Willows and Aspen are Budding

Winter this year has been colder and longer than average. We still have a fair bit of snow here in St. Joseph, though there is less to the east and west of us. Nevertheless, a quick walk through the wetlands Friday (March 17) and this Monday (March 19) show that things are happening. 

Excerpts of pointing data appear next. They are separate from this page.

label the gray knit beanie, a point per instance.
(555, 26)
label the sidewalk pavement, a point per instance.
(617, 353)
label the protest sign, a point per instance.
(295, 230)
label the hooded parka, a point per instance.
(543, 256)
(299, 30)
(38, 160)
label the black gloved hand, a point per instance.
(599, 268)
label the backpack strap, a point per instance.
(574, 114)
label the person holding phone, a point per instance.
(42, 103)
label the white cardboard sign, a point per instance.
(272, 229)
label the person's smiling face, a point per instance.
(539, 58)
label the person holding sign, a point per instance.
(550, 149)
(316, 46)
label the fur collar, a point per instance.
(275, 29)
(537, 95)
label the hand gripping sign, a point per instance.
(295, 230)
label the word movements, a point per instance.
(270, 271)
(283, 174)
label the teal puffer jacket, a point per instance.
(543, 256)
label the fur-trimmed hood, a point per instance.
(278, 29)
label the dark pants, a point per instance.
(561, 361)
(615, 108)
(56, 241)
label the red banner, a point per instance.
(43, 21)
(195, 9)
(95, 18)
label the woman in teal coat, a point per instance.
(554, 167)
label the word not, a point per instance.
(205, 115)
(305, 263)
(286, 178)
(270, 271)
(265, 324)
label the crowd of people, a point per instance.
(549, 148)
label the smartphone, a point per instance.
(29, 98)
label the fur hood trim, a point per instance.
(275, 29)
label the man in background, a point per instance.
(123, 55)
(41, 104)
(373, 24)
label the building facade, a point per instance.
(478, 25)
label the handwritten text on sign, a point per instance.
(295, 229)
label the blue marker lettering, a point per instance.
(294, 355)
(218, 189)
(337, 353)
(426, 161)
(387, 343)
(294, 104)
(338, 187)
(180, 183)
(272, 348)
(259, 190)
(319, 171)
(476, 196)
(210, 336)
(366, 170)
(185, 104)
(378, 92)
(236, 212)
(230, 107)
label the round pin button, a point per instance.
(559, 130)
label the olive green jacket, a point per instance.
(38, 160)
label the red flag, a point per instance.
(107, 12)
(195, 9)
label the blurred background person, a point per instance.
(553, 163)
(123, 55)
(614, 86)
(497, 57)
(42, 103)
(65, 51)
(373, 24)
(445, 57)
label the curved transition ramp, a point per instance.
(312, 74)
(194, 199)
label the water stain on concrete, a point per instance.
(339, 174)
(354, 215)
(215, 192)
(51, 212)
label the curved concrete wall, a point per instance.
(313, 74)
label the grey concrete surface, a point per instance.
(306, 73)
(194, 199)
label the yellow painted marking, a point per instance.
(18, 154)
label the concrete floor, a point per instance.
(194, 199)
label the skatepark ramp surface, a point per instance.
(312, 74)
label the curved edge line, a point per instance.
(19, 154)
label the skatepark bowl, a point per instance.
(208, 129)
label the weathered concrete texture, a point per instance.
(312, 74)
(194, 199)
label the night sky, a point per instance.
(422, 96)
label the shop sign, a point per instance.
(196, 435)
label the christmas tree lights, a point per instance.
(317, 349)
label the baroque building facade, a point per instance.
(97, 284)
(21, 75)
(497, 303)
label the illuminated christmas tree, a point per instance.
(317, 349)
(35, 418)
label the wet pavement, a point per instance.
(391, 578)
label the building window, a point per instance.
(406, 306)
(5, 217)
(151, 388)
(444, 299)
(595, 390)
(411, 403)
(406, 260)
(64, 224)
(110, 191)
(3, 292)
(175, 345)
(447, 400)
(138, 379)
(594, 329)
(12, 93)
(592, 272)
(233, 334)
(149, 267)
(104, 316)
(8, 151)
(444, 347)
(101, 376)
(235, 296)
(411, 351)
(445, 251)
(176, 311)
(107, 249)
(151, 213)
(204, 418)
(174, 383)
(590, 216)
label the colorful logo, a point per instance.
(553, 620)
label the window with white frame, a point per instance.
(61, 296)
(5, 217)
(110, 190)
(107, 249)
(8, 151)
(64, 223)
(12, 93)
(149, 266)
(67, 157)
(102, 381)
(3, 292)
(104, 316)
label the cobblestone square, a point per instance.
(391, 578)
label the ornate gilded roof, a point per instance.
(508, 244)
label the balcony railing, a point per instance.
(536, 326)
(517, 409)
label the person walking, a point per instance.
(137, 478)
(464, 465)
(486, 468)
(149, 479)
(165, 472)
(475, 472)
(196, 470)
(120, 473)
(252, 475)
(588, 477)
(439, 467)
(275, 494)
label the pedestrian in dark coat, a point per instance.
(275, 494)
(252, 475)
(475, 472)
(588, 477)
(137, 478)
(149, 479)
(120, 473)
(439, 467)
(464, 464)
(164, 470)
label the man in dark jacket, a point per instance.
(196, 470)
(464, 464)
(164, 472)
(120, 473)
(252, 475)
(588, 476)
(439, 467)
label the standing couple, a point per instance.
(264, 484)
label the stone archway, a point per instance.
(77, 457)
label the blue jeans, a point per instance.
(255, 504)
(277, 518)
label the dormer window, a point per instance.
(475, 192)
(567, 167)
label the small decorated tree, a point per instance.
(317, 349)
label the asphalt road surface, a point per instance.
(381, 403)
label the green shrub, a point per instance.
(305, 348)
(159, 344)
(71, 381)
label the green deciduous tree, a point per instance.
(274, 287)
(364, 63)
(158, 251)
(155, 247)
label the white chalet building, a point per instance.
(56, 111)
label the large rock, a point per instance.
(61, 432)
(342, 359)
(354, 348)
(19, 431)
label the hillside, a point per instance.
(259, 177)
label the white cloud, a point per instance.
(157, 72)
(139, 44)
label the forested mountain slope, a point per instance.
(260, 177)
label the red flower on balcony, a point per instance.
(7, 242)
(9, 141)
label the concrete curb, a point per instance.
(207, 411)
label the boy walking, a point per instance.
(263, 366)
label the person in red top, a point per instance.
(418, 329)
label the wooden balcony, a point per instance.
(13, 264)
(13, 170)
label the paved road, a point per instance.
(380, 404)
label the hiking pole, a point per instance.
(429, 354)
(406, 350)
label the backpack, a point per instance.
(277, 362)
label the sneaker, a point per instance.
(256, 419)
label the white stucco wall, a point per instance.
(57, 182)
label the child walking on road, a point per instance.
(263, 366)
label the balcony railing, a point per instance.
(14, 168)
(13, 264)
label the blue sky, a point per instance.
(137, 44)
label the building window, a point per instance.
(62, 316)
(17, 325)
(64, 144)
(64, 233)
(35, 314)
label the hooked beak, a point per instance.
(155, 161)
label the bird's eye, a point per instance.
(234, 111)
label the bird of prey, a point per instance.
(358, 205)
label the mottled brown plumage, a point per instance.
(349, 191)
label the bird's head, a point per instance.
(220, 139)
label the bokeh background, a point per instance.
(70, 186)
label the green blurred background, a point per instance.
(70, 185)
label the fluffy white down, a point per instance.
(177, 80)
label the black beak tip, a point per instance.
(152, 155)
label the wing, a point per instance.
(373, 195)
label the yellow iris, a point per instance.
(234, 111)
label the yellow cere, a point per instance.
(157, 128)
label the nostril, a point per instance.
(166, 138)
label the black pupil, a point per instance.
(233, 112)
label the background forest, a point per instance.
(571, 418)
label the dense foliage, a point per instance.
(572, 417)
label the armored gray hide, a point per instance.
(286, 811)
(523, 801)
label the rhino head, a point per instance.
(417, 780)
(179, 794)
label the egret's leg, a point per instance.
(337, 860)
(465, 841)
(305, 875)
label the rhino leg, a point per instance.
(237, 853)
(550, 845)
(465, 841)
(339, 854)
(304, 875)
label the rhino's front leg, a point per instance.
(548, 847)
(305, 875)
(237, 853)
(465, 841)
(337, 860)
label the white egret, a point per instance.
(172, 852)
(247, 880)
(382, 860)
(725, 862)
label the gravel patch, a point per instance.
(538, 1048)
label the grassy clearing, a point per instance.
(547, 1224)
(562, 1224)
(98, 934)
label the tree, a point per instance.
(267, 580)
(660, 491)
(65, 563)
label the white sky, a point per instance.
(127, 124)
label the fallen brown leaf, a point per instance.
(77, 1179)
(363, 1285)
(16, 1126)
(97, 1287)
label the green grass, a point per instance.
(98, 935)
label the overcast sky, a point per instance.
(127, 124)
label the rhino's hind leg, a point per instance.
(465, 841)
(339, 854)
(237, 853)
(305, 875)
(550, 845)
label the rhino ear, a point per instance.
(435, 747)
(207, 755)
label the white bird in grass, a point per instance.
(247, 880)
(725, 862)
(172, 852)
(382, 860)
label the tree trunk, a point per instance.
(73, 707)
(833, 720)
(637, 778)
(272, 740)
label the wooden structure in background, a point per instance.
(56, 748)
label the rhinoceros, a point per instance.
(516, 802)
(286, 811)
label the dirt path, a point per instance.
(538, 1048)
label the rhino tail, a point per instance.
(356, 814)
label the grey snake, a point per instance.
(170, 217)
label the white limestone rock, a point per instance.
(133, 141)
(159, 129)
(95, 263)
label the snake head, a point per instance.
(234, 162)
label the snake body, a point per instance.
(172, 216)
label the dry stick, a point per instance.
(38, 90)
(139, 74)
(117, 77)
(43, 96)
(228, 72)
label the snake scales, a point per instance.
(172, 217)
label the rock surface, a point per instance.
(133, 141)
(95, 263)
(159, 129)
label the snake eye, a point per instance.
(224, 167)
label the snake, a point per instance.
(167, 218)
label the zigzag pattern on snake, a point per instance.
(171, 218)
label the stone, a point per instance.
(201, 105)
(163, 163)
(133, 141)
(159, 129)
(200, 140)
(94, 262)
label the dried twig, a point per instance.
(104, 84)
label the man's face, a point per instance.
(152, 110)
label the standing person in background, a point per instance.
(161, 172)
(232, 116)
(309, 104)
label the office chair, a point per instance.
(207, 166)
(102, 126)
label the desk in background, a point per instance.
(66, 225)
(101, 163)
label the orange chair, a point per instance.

One of the first signs of spring among plant life around here is that of the American Pussy Willow (Salix discolor). It is native to North America and is found in the wetlands of Minnesota and throughout the eastern half of the continent. There is also the Western Pussy Willow which, as the name suggests, dwells to the west of us. The ones on our property are just beginning to bud. 

 

 I took this photo of a Pussy Willow on March 19th, 2018, on our property in Central Minnesota   

I took this photo of a Pussy Willow on March 19th, 2018, on our property in Central Minnesota

 

This grayish fur resembles a cat or kitten, and so the bud is called a "catkin."  This flower bud will eventually flower and pollinate the females. 

 

 Male catkin of Pussy Willow getting ready to pollinate. Photo from Chestnut School of Herbal Medicine

Male catkin of Pussy Willow getting ready to pollinate. Photo from Chestnut School of Herbal Medicine

Though not a "stand out" plant in the landscape, Pussy Willows are very important in terms of their medicinal value. Their active ingredient is salicin, named after the Latin for willow, Salix. The making of the powder, Salix, eventually led to the manufacture of acetyl salicylic acid, better known as aspirin. It stands to reason that the common, and often overlooked, Pussy Willow was the source of this most common, and perhaps overlooked, of medicines--aspirin! 

Another sign of spring is the bud of the Quaking Aspen, the first of the larger trees to come out of dormancy in our parts.  

 

 This photo of the buds of a Quaking Aspen was taken in St. Joseph, Central Minnesota, on March 17, 2018

This photo of the buds of a Quaking Aspen was taken in St. Joseph, Central Minnesota, on March 17, 2018

The Quaking Aspen also produce catkins, which flower before its leaves bud. We see this on other plants in the Populus family (which is a subset of the genus willow), such as poplars, birch, and cottonwood. They are funny things to see in spring. I think of them as garland on a Christmas tree, drooping from the trees for my amusement. 

 The catkin of a Cottonwood, though this is what they look like on the Poplars and Quaking Aspens as well. Photo from Austinbotany.wordpress.com

The catkin of a Cottonwood, though this is what they look like on the Poplars and Quaking Aspens as well. Photo from Austinbotany.wordpress.com

The only thing is that it's not Christmas and they don't come from Christmas trees. And, while we're at it, they're also not for my amusement. These catkins form the staminate of the male aspen and, like the Pussy Willow, pollinate the females in spring. 

It's only the middle of March and I'm already overwhelmed by all that's going on in nature around here!